Mais elle se trouve à proximité du centre du gyre du Pacifique sud, un gigantesque tourbillon où s’accumulent les débris transportés par les courants marins venant d’Amérique du Sud ou provenant des bateaux.

Lors de la plus récente expédition scientifique dans l’île Henderson, menée par des scientifiques de la Royal Society for the Protection of Birds, une ONG britannique, la principale auteure de cette étude, Jennifer Lavers, a compté jusqu’à 671 morceaux de plastique au mètre carré sur les plages. Cela représente la plus forte densité de déchets jamais mesurée.

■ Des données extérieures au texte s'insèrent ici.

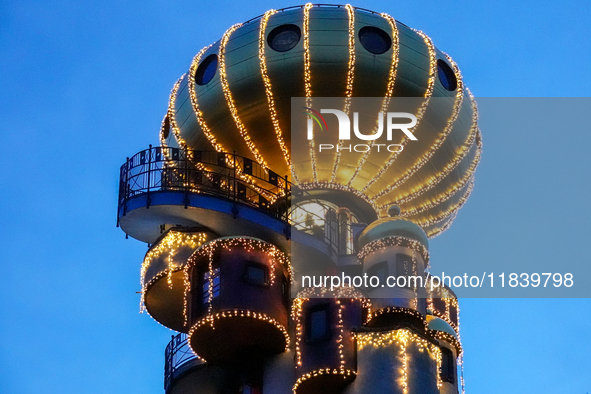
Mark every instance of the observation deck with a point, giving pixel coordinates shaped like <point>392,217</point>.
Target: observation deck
<point>163,187</point>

« Sur la base de nos échantillons prélevés sur cinq sites, nous avons estimé que plus de 17 tonnes de déchets plastiques se sont déposés dans l’île et que plus de 3570 nouveaux débris s’échouent quotidiennement sur une seule de ses plages. » – Jennifer Lavers

Selon cette chercheuse, « il est probable que ces estimations minimisent l’ampleur de l’accumulation des débris dans cette île ».

PLUSIEURS DANGERS

Elle explique que les chercheurs ont pu seulement dénombrer les morceaux à partir d’une taille de deux millimètres, et ce, jusqu’à une profondeur de dix centimètres dans le sable. Sans compter le fait qu’il n’a pas été possible de collecter des débris le long des falaises et des parties rocheuses de la côte.

« Ce que l’on constate dans l’île Henderson montre qu’il n’y a pas de lieu qui échappe à la pollution par le plastique, même les plus éloignés dans nos océans », déplore la scientifique, soulignant le risque pour les écosystèmes marins.

Les débris plastiques représentent plusieurs dangers pour les espèces animales, explique-t-elle. Ils créent des obstacles qui empêchent certains animaux, comme les tortues, d’accéder aux plages pour y pondre, et peuvent aussi être ingérés.

Une étude citée par ces chercheurs a montré que plus de 200 espèces de poissons, crustacés et mammifères pourraient être menacées par une ingestion de plastique, ainsi que 55 % des oiseaux marins dans le monde.

Plus de 300 millions de tonnes de plastique produites annuellement dans le monde ne sont pas recyclées, précise Jennifer Lavers.

Vu que ce plastique peut subsister très longtemps dans la nature, l’impact sur les océans est durable, pointe-t-elle.

Environ huit millions de tonnes de débris plastiques sont déversées tous les ans dans les mers et océans du globe, indiquait une étude publiée en 2015 dans la revue américaine Science.

Les scientifiques pensent qu’il pourrait y avoir jusqu’à 110 millions de tonnes de déchets en plastique dans les océans.